President Joao Goulart was guilty of the usual crimes: He took an independent stand in foreign policy, resuming relations with socialist countries and opposing sanctions against Cuba; his administration passed a law limiting the amount of profits multinationals could transmit outside the country; a subsidiary of ITT was nationalized; he promoted economic and social reforms. And Attorney-General Robert Kennedy was uneasy about Goulart allowing "communists" to hold positions in government agencies. Yet the man was no radical. He was a millionaire land-owner and a Catholic who wore a medal of the Virgin around his neck. That, however, was not enough to save him. In 1964, he was overthrown in a military coup which had deep, covert American involvement. The official Washington line was...yes, it's unfortunate that democracy has been overthrown in Brazil...but, still, the country has been saved from communism.

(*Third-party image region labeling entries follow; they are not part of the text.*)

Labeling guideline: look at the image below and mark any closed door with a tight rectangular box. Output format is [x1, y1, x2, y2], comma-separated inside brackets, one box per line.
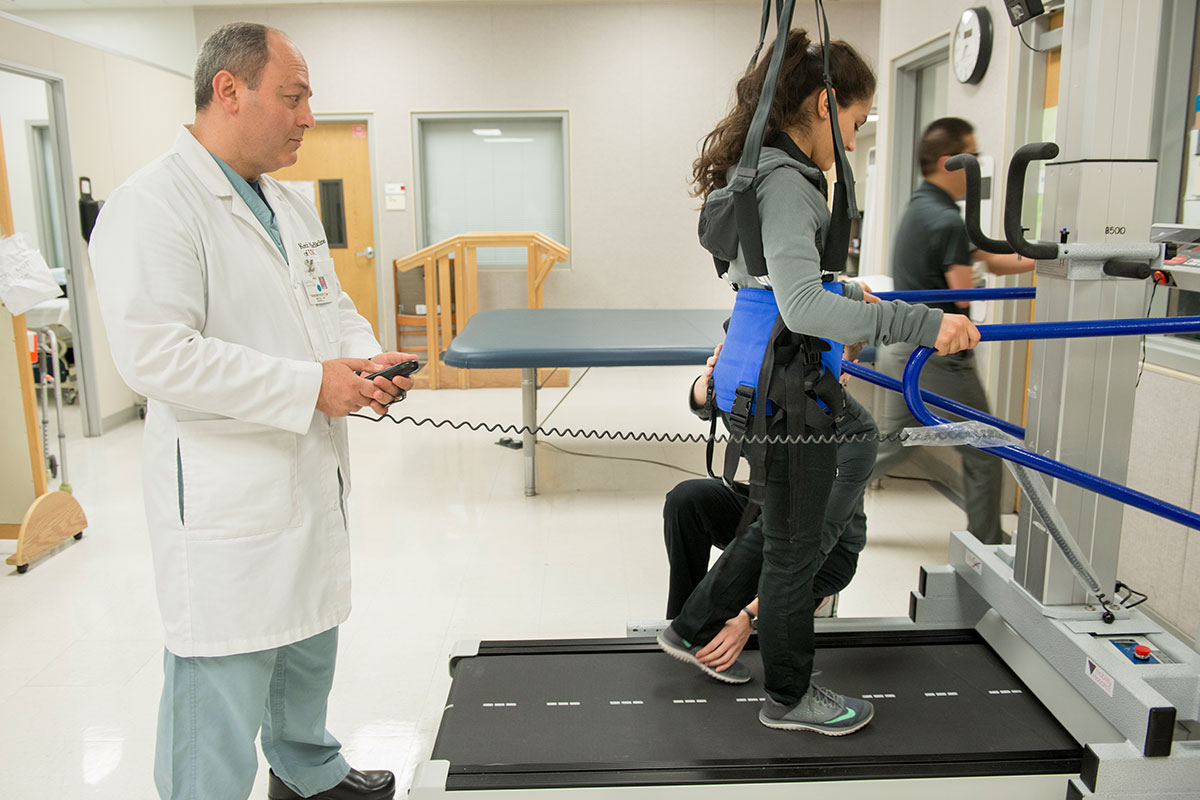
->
[272, 120, 379, 338]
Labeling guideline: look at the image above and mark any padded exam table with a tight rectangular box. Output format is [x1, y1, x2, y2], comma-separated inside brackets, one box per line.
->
[444, 308, 730, 497]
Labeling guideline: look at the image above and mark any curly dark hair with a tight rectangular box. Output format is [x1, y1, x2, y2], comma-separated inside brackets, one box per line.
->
[691, 29, 875, 198]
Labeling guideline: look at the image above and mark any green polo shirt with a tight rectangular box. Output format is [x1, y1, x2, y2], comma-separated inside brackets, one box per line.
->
[892, 181, 974, 314]
[209, 152, 288, 261]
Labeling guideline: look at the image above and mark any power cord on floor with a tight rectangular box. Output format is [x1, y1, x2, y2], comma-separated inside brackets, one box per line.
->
[347, 414, 897, 445]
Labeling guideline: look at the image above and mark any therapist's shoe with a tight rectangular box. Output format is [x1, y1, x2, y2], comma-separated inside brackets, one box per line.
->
[659, 626, 750, 684]
[758, 684, 875, 736]
[266, 769, 396, 800]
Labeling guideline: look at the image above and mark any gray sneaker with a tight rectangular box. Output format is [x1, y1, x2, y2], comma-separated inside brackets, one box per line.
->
[659, 626, 750, 684]
[758, 684, 875, 736]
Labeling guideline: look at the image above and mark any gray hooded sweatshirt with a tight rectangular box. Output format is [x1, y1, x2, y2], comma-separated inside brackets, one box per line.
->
[700, 146, 942, 347]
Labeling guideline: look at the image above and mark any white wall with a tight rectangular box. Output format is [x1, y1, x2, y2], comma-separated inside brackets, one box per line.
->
[0, 13, 192, 429]
[0, 70, 49, 253]
[13, 6, 196, 76]
[196, 2, 878, 316]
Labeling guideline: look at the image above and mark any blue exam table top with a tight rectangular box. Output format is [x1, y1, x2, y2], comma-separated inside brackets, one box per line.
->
[445, 308, 730, 369]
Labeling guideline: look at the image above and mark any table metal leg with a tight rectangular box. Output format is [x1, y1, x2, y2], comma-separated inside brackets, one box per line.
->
[521, 367, 538, 498]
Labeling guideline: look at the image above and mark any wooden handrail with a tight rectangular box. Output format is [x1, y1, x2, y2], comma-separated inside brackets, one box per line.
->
[392, 231, 571, 272]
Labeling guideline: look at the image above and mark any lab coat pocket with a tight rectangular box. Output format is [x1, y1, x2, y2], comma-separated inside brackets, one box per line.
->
[314, 258, 342, 342]
[178, 419, 300, 539]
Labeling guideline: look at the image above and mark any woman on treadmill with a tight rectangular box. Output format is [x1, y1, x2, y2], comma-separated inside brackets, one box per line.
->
[659, 30, 979, 736]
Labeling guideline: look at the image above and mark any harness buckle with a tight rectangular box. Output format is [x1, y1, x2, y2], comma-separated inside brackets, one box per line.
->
[728, 384, 755, 435]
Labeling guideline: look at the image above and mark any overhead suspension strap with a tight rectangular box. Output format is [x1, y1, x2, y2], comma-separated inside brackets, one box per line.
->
[730, 0, 796, 277]
[816, 0, 862, 272]
[728, 0, 862, 278]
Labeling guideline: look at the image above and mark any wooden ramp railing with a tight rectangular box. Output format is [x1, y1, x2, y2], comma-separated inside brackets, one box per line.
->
[392, 233, 570, 389]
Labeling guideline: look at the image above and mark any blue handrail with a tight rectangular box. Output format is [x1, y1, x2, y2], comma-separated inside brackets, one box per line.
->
[841, 361, 1025, 439]
[871, 287, 1037, 302]
[902, 317, 1200, 530]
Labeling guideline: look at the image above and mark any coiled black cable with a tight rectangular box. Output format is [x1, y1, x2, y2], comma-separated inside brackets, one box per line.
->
[348, 414, 904, 445]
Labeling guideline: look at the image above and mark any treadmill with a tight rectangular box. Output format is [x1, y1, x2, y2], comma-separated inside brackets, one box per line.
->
[410, 630, 1082, 799]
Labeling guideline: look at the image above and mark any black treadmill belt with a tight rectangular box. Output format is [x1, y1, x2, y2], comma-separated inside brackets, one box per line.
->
[433, 632, 1081, 788]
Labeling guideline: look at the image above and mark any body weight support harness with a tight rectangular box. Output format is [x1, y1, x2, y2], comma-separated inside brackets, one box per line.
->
[700, 0, 859, 533]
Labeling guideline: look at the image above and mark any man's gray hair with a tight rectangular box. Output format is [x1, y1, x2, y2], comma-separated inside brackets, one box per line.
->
[193, 23, 283, 112]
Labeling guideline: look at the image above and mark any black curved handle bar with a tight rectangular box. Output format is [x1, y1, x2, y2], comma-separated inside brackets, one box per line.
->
[946, 152, 1015, 255]
[1004, 142, 1058, 259]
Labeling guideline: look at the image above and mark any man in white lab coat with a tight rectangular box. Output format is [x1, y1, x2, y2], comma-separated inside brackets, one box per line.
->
[90, 23, 413, 800]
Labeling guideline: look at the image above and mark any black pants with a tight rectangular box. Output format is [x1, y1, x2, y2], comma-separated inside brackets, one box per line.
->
[662, 393, 880, 619]
[672, 444, 838, 705]
[662, 477, 866, 619]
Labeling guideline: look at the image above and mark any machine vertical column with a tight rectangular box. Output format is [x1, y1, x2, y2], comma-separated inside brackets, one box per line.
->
[1014, 0, 1163, 604]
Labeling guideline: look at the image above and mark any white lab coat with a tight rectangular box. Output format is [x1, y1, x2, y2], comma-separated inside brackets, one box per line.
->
[90, 127, 380, 657]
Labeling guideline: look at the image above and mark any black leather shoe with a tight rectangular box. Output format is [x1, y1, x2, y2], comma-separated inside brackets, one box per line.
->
[266, 769, 396, 800]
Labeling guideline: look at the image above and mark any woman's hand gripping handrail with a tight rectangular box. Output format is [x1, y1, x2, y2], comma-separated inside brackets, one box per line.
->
[902, 317, 1200, 530]
[841, 287, 1037, 439]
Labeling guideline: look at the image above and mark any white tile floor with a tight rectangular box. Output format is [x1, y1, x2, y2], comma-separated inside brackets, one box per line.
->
[0, 367, 1003, 800]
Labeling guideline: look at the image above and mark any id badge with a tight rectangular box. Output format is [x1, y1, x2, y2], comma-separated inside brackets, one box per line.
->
[304, 275, 334, 306]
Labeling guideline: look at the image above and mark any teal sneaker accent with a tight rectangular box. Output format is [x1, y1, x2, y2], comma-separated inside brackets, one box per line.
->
[658, 626, 750, 684]
[758, 684, 875, 736]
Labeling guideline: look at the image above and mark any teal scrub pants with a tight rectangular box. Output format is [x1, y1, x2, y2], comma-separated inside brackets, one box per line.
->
[154, 627, 350, 800]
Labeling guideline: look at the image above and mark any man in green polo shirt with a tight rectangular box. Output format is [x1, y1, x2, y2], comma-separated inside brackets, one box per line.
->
[871, 116, 1033, 545]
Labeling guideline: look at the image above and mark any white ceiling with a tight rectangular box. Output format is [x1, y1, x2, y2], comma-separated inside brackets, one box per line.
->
[0, 0, 777, 11]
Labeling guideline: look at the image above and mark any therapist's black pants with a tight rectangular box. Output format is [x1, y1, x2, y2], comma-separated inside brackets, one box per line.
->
[672, 444, 838, 705]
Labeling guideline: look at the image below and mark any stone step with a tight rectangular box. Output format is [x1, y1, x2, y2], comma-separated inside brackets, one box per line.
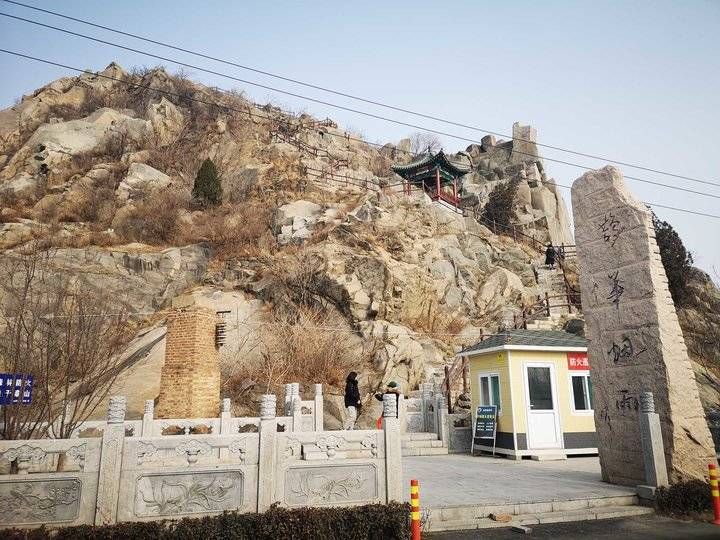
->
[402, 446, 448, 456]
[421, 501, 655, 532]
[402, 439, 442, 448]
[403, 431, 437, 441]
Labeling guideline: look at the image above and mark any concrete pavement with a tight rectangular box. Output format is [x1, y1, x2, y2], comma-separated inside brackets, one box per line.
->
[403, 455, 654, 531]
[403, 454, 635, 508]
[423, 516, 720, 540]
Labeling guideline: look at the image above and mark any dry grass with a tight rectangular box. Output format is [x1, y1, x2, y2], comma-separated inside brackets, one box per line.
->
[113, 189, 189, 245]
[190, 202, 277, 260]
[226, 307, 377, 402]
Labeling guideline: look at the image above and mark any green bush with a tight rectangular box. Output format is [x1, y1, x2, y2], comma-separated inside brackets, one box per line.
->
[3, 503, 410, 540]
[655, 480, 712, 514]
[192, 158, 222, 206]
[653, 214, 693, 305]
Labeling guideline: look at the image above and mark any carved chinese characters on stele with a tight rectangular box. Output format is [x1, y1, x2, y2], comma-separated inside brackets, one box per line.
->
[572, 167, 715, 485]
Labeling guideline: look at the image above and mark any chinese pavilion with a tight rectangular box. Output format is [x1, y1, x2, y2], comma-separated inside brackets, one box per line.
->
[391, 150, 470, 206]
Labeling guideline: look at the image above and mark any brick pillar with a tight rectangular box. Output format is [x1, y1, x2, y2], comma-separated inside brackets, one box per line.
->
[157, 307, 220, 418]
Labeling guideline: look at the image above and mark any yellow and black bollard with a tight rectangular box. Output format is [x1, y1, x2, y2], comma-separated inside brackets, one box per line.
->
[410, 480, 420, 540]
[708, 463, 720, 525]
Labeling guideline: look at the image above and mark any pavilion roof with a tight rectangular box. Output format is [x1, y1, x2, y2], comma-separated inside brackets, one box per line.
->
[391, 150, 470, 178]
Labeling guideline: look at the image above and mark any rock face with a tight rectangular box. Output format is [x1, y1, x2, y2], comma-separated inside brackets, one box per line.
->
[572, 167, 715, 485]
[117, 163, 172, 200]
[40, 245, 210, 314]
[0, 64, 584, 425]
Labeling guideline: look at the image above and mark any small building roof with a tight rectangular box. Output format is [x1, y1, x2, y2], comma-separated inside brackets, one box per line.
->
[458, 330, 587, 356]
[391, 150, 470, 178]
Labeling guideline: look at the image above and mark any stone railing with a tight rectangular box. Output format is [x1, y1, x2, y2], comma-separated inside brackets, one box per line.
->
[4, 383, 324, 438]
[0, 395, 404, 527]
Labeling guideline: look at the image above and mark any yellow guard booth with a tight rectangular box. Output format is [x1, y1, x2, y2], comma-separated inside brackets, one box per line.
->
[460, 330, 597, 459]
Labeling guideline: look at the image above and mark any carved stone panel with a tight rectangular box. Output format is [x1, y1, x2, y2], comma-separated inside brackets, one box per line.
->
[285, 464, 378, 506]
[0, 478, 82, 525]
[135, 471, 243, 517]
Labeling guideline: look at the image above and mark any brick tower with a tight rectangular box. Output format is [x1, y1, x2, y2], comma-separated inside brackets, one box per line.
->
[156, 306, 220, 418]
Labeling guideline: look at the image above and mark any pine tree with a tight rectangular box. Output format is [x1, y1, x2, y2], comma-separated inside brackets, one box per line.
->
[482, 179, 520, 231]
[653, 214, 693, 305]
[192, 158, 222, 206]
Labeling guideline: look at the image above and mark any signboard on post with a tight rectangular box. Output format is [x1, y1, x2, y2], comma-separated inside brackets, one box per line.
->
[0, 373, 33, 405]
[470, 405, 497, 455]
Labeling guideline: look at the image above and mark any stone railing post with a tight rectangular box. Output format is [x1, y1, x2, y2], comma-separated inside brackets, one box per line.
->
[95, 396, 127, 525]
[290, 383, 302, 431]
[638, 392, 668, 499]
[220, 398, 232, 435]
[398, 394, 407, 433]
[313, 384, 325, 431]
[283, 383, 293, 416]
[420, 383, 435, 431]
[383, 394, 404, 502]
[435, 394, 451, 448]
[257, 394, 277, 512]
[141, 399, 155, 437]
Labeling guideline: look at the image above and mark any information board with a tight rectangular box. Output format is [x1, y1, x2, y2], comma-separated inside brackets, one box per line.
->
[473, 405, 497, 454]
[0, 373, 33, 405]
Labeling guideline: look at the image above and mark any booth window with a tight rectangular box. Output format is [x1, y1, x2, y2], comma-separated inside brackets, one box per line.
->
[572, 375, 593, 411]
[480, 375, 500, 412]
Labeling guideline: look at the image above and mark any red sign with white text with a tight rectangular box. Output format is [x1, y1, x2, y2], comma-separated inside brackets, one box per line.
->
[568, 353, 590, 371]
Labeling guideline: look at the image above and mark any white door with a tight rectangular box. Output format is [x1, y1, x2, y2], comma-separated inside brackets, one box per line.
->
[525, 362, 562, 450]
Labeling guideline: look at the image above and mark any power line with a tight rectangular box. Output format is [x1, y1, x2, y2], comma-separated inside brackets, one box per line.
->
[0, 12, 720, 199]
[2, 0, 720, 187]
[0, 48, 720, 219]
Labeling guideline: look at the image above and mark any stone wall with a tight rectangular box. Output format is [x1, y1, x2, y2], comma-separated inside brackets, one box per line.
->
[157, 307, 220, 418]
[572, 167, 715, 485]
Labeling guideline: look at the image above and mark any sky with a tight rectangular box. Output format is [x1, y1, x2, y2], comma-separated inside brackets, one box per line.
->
[0, 0, 720, 282]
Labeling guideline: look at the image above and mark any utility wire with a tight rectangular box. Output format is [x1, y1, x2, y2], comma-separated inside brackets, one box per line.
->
[0, 48, 720, 219]
[0, 12, 720, 199]
[2, 310, 584, 346]
[2, 0, 720, 187]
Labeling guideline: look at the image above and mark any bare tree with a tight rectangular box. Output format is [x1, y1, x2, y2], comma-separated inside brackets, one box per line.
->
[0, 246, 129, 439]
[410, 131, 442, 154]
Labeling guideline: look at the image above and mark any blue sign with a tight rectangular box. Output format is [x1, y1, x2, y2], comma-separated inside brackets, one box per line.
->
[0, 373, 33, 405]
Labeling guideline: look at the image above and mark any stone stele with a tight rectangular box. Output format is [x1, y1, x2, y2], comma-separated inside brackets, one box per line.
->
[572, 167, 715, 485]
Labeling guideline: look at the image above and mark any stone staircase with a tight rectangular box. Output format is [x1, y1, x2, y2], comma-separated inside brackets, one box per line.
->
[527, 313, 562, 330]
[402, 433, 448, 456]
[535, 264, 569, 315]
[424, 495, 654, 532]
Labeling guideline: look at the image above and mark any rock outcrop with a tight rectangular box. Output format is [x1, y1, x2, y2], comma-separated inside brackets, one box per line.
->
[0, 64, 584, 425]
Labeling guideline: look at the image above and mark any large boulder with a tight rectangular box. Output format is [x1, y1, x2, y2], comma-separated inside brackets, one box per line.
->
[147, 97, 185, 146]
[475, 268, 525, 311]
[0, 108, 152, 180]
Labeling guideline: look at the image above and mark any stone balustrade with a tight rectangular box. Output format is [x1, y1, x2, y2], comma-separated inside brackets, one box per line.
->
[0, 388, 404, 527]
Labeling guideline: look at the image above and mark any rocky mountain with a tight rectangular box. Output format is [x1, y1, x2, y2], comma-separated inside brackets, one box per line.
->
[0, 64, 718, 422]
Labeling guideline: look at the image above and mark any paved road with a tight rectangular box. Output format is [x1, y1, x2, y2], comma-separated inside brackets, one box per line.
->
[403, 454, 635, 508]
[423, 516, 720, 540]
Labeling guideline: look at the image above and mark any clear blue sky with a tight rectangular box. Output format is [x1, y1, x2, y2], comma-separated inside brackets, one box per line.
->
[0, 0, 720, 280]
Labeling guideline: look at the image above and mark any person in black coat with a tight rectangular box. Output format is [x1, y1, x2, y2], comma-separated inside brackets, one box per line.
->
[343, 371, 361, 429]
[545, 244, 557, 268]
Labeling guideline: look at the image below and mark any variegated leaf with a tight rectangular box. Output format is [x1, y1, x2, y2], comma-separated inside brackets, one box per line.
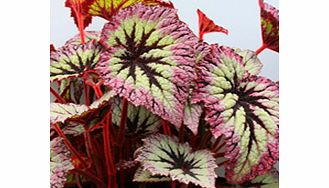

For the next 15 years, all the features of military dictatorship that Latin America has come to know were instituted: Congress was shut down, political opposition was reduced to virtual extinction, habeas corpus for "political crimes" was suspended, criticism of the president was forbidden by law, labor unions were taken over by government interveners, mounting protests were met by police and military firing into crowds, peasants' homes were burned down, priests were brutalized...disappearances, death squads, a remarkable degree and depravity of torture...the government had a name for its program: the "moral rehabilitation" of Brazil.

Washington was very pleased. Brazil broke relations with Cuba and became one of the United States' most reliable allies in Latin America.

Dominican Republic, 1963-66:

In February 1963, Juan Bosch took office as the first democratically elected president of the Dominican Republic since 1924. Here at last was John F. Kennedy's liberal anti-Communist, to counter the charge that the U.S. supported only military dictatorships. Bosch's government was to be the long sought " showcase of democracy " that would put the lie to Fidel Castro. He was given the grand treatment in Washington shortly before he took office.

Bosch was true to his beliefs. He called for land reform, low-rent housing, modest nationalization of business, and foreign investment provided it was not excessively exploitative of the country and other policies making up the program of any liberal Third World leader serious about social change. He was likewise serious about civil liberties: Communists, or those labeled as such, were not to be persecuted unless they actually violated the law.

A number of American officials and congresspeople expressed their discomfort with Bosch's plans, as well as his stance of independence from the United States. Land reform and nationalization are always touchy issues in Washington, the stuff that "creeping socialism" is made of. In several quarters of the U.S. press Bosch was red-baited.

In September, the military boots marched. Bosch was out. The United States, which could discourage a military coup in Latin America with a frown, did nothing.

Nineteen months later, a revolt broke out which promised to put the exiled Bosch back into power. The United States sent 23,000 troops to help crush it.

Cuba, 1959 to present:

Fidel Castro came to power at the beginning of 1959. A U.S. National Security Council meeting of March 10, 1959 included on its agenda the feasibility of bringing "another government to power in Cuba." There followed 40 years of terrorist attacks, bombings, full-scale military invasion, sanctions, embargoes, isolation, assassinations...Cuba had carried out The Unforgivable Revolution, a very serious threat of setting a "good example" in Latin America.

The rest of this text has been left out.